Song Dynasty
Starting in 960 and ending in 1279, the Song Dynasty which followed the Period of the Five Dynasties and the Ten States and preceded the Yuan Dynasty in China consisted of the Northern Song Dynasty (960-1126) and the Southern Song Dynasty (1127-1279). With a prosperous economy and radiant culture, the Song Dynasty was considered as another period of ´golden age´ after the glorious Tang Dynasty (618 – 907).
The Northern Song was founded by Zhao Kuangyin, a military general in the Latter Zhou Dynasty (951 – 960). In 960, Zhao Kuangyin launched a mutiny in Chenqiao county (in current Henan Province).It was not long before the last king of the Latter Zhou was forced to abdicate. Thus a new dynasty – Song Dynasty was established in Kaifeng. In that period, most part of China´s territory was unified. However, in late Northern Song, the political corruption was serious and the regime began to decline. In 1127, the Northern Song Dynasty was destroyed by the Jin Dynasty (1115 – 1234).
The Southern Song Dynasty was set up by Zhao Gou, son of the last emperor of Northern Song. After Jin defeated the Northern Song, many imperial clansmen were captured by Jin´s army. Fortunately, Zhao Gou had a luck escape. In 1127, he fled to Nanjing Yingtianfu (in current Shangqiu of Henan Province) and established the Southern Song Dynasty there. Later, the capital city was moved to Lin´an (currently Hangzhou City in Zhejiang Province).The Southern Song´s regime was subject to the Jin Dynasty. Many patriotic generals were killed in the late period. In 1279, the army of the Yuan Dynasty captured Lin´an, putting the Southern Song to an end.
Arts, culture and economy
The founders of the Song dynasty built an effective centralized bureaucracy staffed with civilian scholar-officials. Regional military governors and their supporters were replaced by centrally appointed officials. This system of civilian rule led to a greater concentration of power in the emperor and his palace bureaucracy than had been achieved in the previous dynasties.
The Song dynasty is notable for the development of cities not only for administrative purposes but also as centers of trade, industry, and maritime commerce. The landed scholar-officials, sometimes collectively referred to as the gentry, lived in the provincial centers alongside the shopkeepers, artisans, and merchants. A new group of wealthy commoners – the mercantile class – arose as printing and education spread, private trade grew, and a market economy began to link the coastal provinces and the interior. Landholding and government employment were no longer the only means of gaining wealth and prestige.

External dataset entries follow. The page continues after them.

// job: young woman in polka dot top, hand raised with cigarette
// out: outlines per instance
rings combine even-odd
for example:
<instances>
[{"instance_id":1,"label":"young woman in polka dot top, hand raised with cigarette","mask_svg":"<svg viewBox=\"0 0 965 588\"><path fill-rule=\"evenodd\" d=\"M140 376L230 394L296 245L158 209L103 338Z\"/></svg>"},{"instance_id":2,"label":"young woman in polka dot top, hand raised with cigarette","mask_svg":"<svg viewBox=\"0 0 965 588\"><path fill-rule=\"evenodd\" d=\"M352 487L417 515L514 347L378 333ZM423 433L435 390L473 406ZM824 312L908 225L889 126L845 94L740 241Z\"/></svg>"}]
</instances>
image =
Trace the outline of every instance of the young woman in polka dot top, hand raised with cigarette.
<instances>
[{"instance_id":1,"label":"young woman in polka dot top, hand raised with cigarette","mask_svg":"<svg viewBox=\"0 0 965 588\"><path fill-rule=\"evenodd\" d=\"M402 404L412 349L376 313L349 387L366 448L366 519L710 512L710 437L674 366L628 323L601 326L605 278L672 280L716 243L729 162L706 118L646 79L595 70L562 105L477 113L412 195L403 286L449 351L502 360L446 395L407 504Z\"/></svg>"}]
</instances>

Culturally, the Song refined many of the developments of the previous centuries. Included in these refinements were not only the Tang ideal of the universal man, who combined the qualities of scholar, poet, painter, and statesman, but also historical writings, painting, calligraphy, and hard-glazed porcelain. Song intellectuals sought answers to all philosophical and political questions in the Confucian Classics. This renewed interest in the Confucian ideals and society of ancient times coincided with the decline of Buddhism, which the Chinese regarded as foreign and offering few practical guidelines for the solution of political and other mundane problems.

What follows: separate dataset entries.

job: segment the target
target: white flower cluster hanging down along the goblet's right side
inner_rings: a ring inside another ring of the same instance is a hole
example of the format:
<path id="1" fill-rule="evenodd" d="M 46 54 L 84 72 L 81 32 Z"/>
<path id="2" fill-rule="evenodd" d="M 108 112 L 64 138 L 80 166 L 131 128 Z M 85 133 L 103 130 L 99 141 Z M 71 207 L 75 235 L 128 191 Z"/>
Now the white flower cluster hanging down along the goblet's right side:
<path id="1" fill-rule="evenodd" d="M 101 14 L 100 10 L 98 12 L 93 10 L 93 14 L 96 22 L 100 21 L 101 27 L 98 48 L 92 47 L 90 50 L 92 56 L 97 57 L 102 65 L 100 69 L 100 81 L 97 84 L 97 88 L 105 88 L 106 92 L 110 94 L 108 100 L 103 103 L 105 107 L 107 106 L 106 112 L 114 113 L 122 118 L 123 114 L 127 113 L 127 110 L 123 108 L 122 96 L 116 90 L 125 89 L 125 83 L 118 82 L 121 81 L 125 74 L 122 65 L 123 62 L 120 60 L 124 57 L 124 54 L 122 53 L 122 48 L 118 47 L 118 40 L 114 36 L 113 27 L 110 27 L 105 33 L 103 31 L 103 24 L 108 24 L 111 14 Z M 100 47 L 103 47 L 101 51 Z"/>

The Song Neo-Confucian philosophers, finding a certain purity in the originality of the ancient classical texts, wrote commentaries on them. The most influential of these philosophers was Zhu Xi (1130-1200), whose synthesis of Confucian thought and Buddhist, Taoist, and other ideas became the official imperial ideology from late Song times to the late 19th century. As incorporated into the examination system, Zhu Xi´s philosophy evolved into a rigid official creed, which stressed the one-sided obligations of obedience and compliance of subject to ruler, child to father, wife to husband, and younger brother to elder brother. The effect was to inhibit the societal development of premodern China, resulting both in many generations of political, social, and spiritual stability and in a slowness of cultural and institutional change up to the 19th century. Neo-Confucian doctrines also came to play the dominant role in the intellectual life of Korea, Vietnam, and Japan.